Sign up to access all features of our service.
  • Job search
  • Favorites
  • Create a CV
    New
  • Salaries
  • Subscriptions

Senior Software Engineer, DGX Cloud AI Infrastructure

$184k - $287.5k

NVIDIA

NVIDIA is at the forefront of the generative AI revolution, building the software and systems that power the world’s most advanced large language model workloads. We are looking for a Senior Software Engineer to lead the bring-up, triage, benchmarking, analysis, and optimization of distributed training and inference workloads across NVIDIA GPU platforms at the largest scales we run.

In this role you will set technical direction across communication libraries, model frameworks, and inference/training stacks to ensure state-of-the-art LLM workloads run efficiently and reliably at scale. You will lead deep performance and reliability investigations on multi-GPU and multi-node deployments, define how we benchmark and qualify new platforms, and build the resilience and failure-attribution capabilities that keep large clusters productive. This is a hands-on senior individual-contributor role for an engineer who operates at the intersection of deep learning systems, GPU performance, distributed computing, and large-scale operations — and who raises the bar for the engineers around them.

What you’ll be doing:

  • Lead bring-up, validation, and debugging of large-scale AI clusters, infrastructure, and end-to-end workloads, setting the standard for how the team operates.

  • Bring up, tune, and benchmark AI pre-training, post-training, and inference workloads using PyTorch, NeMo / Megatron, TensorRT-LLM, and adjacent NVIDIA AI software stacks.

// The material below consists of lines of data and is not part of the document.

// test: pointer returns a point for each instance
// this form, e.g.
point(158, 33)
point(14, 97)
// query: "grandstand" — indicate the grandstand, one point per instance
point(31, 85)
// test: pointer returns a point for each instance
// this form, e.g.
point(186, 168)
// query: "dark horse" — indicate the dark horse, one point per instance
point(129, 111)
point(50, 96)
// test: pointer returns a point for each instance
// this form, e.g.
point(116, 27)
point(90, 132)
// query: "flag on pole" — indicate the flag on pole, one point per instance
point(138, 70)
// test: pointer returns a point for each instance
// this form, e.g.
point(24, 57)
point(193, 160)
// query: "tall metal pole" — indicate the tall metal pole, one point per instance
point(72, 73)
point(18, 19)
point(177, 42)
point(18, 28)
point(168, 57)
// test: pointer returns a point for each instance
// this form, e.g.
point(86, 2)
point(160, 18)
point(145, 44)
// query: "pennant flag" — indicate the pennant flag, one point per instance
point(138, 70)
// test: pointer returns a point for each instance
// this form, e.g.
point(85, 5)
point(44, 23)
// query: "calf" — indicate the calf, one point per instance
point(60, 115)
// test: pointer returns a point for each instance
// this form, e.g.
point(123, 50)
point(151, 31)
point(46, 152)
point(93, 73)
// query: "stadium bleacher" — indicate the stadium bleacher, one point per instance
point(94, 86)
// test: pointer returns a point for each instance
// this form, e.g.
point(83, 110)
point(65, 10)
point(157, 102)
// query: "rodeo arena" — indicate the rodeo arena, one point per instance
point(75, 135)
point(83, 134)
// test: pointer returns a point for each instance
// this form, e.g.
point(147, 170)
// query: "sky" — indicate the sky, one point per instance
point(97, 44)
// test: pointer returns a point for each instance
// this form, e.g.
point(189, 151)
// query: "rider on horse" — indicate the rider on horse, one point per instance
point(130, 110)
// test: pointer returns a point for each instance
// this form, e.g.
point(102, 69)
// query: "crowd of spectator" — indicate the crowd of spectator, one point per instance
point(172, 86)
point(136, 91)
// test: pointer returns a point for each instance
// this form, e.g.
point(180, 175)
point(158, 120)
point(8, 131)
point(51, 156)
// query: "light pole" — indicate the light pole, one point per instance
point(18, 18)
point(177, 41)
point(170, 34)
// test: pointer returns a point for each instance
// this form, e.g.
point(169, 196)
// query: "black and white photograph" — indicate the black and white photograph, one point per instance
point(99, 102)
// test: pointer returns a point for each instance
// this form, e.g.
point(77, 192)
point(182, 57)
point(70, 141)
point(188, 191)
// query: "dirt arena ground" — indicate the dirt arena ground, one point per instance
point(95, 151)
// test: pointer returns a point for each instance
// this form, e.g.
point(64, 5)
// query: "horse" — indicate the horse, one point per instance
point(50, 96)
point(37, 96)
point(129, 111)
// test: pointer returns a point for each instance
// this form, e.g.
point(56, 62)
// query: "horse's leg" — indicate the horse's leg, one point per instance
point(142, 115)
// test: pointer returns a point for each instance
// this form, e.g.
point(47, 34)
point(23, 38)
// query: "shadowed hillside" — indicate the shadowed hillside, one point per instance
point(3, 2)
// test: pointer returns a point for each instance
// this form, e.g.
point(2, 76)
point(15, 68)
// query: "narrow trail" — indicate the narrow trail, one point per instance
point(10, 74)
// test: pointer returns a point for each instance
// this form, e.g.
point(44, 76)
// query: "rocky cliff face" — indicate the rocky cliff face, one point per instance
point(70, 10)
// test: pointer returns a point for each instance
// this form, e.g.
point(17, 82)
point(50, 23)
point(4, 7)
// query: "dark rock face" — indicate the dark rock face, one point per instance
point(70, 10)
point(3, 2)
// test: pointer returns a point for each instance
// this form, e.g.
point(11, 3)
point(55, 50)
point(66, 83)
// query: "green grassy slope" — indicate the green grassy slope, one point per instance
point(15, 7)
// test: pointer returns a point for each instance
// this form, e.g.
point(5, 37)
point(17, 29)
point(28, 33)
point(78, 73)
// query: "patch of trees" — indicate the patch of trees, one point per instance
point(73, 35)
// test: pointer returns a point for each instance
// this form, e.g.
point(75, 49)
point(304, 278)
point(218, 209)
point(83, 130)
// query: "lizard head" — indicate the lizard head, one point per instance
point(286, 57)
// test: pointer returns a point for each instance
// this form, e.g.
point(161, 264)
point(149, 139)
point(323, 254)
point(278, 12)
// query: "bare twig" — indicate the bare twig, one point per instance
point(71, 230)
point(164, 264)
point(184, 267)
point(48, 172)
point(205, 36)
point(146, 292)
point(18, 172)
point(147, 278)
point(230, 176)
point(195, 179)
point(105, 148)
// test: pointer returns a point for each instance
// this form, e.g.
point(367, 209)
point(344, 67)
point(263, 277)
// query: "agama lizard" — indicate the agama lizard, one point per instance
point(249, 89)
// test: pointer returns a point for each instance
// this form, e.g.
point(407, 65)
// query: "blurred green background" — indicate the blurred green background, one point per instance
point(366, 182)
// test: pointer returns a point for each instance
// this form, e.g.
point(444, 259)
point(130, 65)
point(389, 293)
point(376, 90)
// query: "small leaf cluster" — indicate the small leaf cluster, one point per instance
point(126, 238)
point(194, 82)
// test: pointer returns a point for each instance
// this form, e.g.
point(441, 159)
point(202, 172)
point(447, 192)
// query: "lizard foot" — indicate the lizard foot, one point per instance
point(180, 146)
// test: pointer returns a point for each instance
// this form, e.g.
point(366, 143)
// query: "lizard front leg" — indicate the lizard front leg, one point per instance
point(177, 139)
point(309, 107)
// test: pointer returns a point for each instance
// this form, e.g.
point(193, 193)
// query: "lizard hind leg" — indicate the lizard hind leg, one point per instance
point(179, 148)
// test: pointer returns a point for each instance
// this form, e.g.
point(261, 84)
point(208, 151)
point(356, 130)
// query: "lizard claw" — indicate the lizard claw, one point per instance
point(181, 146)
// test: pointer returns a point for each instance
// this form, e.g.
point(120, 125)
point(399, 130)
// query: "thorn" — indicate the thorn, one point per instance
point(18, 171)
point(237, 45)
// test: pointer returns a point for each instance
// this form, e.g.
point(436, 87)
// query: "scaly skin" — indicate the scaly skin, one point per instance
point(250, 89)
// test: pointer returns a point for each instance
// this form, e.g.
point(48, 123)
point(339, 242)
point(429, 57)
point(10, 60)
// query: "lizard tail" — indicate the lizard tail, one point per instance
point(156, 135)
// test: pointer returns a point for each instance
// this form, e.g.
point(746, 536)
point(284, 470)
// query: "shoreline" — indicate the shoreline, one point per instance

  • Profile and optimize end-to-end workload performance across compute, memory, networking, and communication layers using tools such as Nsight Systems, NCCL tests, and custom microbenchmarks.

  • Analyze scaling efficiency for distributed LLM workloads using data, tensor, pipeline, and expert parallelism across modern GPU clusters, and translate findings into concrete tuning guidance.

  • Own root-cause analysis of complex failures — hangs, performance regressions, topology sensitivity in large distributed environments.

  • Define and build the resilience and failure-attribution stack: detecting, triaging, and attributing node, fabric, and workload failures across the cluster at scale.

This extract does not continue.